Een grote "trechter" van de dode zone, die een diameter van 14 m bereikte op een hoogte van 5 m, maakte het luchtafweerraketsysteem kwetsbaar voor aanvallen van vliegtuigen die op gemiddelde hoogte opereren, gevolgd door een duik op het doel.
Ook bleken de kenmerken van het voortstuwingssysteem dat was opgenomen in het project van het luchtafweergecontroleerde complex onrealistisch. Ontwerpers hebben al in een vroeg stadium afgezien van het gebruik van een straalmotor - in relatief kleine raketten bood deze motor geen voordelen ten opzichte van een conventionele motor met vaste stuwstof.

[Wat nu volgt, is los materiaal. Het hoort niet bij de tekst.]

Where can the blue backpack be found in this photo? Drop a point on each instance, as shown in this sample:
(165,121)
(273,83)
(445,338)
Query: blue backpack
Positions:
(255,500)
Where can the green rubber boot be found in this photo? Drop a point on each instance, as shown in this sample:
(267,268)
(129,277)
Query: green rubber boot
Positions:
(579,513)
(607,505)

Maar zelfs voor straalmotoren met vaste stuwstof zorgde de technologie van die jaren niet voor de creatie van brandstofformuleringen met de nodige energie. In plaats van de vereiste specifieke impuls van 250 kg s/s werd bij gebruik van door NII-9 ontwikkelde brandstof slechts 225-235 kg s/s geleverd en 235-240 kg s/s ontwikkeld door GIPH.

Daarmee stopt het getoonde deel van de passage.